28.05.2008 | 16:08 Uhr |

Sicherheitsunternehmen berichten über die aktive Ausnutzung einer bis dahin unbekannten Sicherheitslücke in Adobes Flash Player. Mehr als 20.000 manipulierte Websites sollen den Angriffs-Code bereits enthalten.

Das zu Symantec gehörende Sicherheitsportal Security Focus meldet ein Sicherheitslücke im aktuellen Adobe Flash Player 9.0.124 und dessen Vorgängerversion 9.0.115 sowie mutmaßlich auch älteren Versionen. Parallel dazu sind im Web SWF-Dateien aufgetaucht, die einen Flash-Exploit enthalten. Ob beides zusammen hängt, ist noch nicht abschließend geklärt, die Hinweise darauf verdichten sich jedoch. Ein Update von Adobe, das die Schwachstelle beseitigen würde, gibt es noch nicht.

Mehrere 10.000 legitime Websites sollen von Angreifern bereits so manipuliert worden sein, dass sie den Exploit-Code von einem chinesischen Web-Server laden. Der Angriffs-Code installiert letztlich Malware auf Windows-Rechnern. Obwohl eine Sicherheitslücke in Flash auch Linux oder Mac OS X betrifft, sind Rechner mit diesen Betriebssystemen derzeit offenbar nicht Ziel der Web-Angriffe.

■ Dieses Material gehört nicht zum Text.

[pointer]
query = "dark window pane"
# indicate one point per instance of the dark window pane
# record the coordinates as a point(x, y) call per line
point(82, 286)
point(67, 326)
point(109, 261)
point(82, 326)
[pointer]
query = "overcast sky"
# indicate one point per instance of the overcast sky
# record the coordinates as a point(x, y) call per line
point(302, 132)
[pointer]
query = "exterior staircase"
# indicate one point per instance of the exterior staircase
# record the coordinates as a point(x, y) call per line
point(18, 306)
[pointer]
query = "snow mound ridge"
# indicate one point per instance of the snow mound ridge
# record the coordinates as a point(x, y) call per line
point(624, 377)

Benutzer des Internet Explorer können sich schützen, indem sie das so genannte Kill-Bit für die ActiveX-Komponente des Flash Player setzen oder das Tool IE7 Pro installieren, das auch einen Flash-Blocker enthält. Firefox-Nutzer können die Erweiterung NoScript zu installieren. Diese blockiert unter anderem auch Flash-Inhalte, erlaubt jedoch im Einzelfall das Abspielen einer Flash-Datei.

Die schädlichen Flash-Dateien nutzen eine fehlerhafte Überprüfung eines numerischen Werts im Deklarationsblock von Flash-Dateien durch den Flash Player aus. Sie erden derzeit kaum von Virenscannern erkannt, lediglich F-Secure, Ikarus, Kaspersky (damit auch G-Data AVK) und McAfee haben mit Stand heute, 15 Uhr, bereits passende Signaturen parat.